Did you know that custard powder came out of a man’s love for his wife who was ailing and couldn’t eat eggs, asks Deshpande, who has peppered her book with similar historical facts. “Half the fun lies in the history of a dish. Why was it made this way, who ate it and how it evolved. I cook better when I understand the recipe.” She says the many things we take for granted today such as white sugar, gelatine or macaroni, are a result of colonisation, war, gender politics and wondrous ‘eureka’ moments. “For example, I learnt that Myanmar has a solid salad tradition — pickled tea leaf ( lahpet ) salad, wing bean thoke , long bean thoke . I was not surprised to learn that Burmese refugees who came to India in the 1960s — and now work as vendors in Chennai — still serve customers thoke at the Burma Bazaar; a noodle salad with tamarind and cabbage.”

Both cooking and writing about food is a labour of love, she says. “I post photos and trivia every day on Instagram. I could spend days locked up in my study with my antique cookbooks trying to find recipes for Christmas cakes in the 18th century or researching versions of Bavarian cream. Like an athlete who runs every day to get better, I cook every day.”

She ‘adores’ Masterchef Australia and keeps herself updated with new cooking methods, though she does make known her healthy disdain for some useless kitchen gadgets, such as the garlic press. “Anybody can cook and everybody should cook. It’s a life skill. Don’t let fancy words and equipment daunt you. My ajji had the same two-burner stove for 35 years and just the 10 pots she used and reused. A mixer grinder was the event of the decade for her and she was a better cook than I will ever be. Whenever I think I’m a good cook, I try making something using just two or three ingredients like a phulka or an idli . And I am firmly put in my place.”

From the East

Deshpande also explores cuisines from the Northeast. “Northeast Indian cooking is a treasure waiting to be explored. I have barely scratched the surface in my book. I would love to do more. I found ingredients there such as hatkora, sinhneh rep, pardi, shiso… and techniques that Japanese, Korean, Chinese and Indonesian cuisine use. The Singju festival in Manipur serves up many versions of salads and I have one in this book that is inspired by those flavours.”

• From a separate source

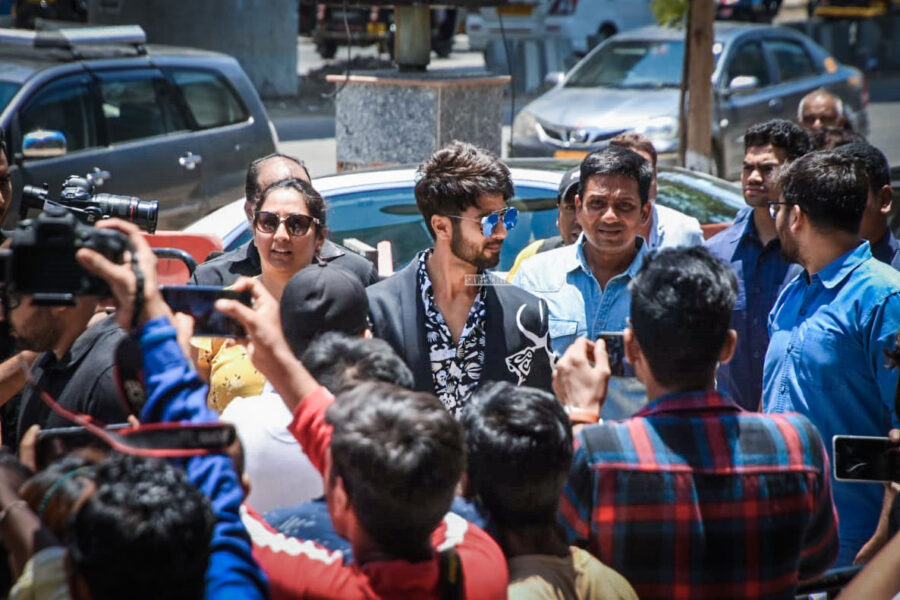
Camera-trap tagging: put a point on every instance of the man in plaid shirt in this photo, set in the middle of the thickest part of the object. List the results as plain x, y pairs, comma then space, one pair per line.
693, 496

Cook from your gut and heart, says Deshpande. “I have always felt that cooking employs all your five senses. If you close your eyes and drop a papad in oil, the sizzling sound will tell you if the oil is hot enough. And, of course, that sixth sense — a gift only the best cooks have. My mother is one of those. A salad is one dish that can be easily altered to suit your sense of taste. If you do use my recipes, always feel free to adjust the flavours to your palate. Make them your own.”

An Indian Sense of Salad, Eat Raw Eat More launches on January 29. Priced at ₹599 and published by Penguin India, it’s available for pre-order on amazon.in.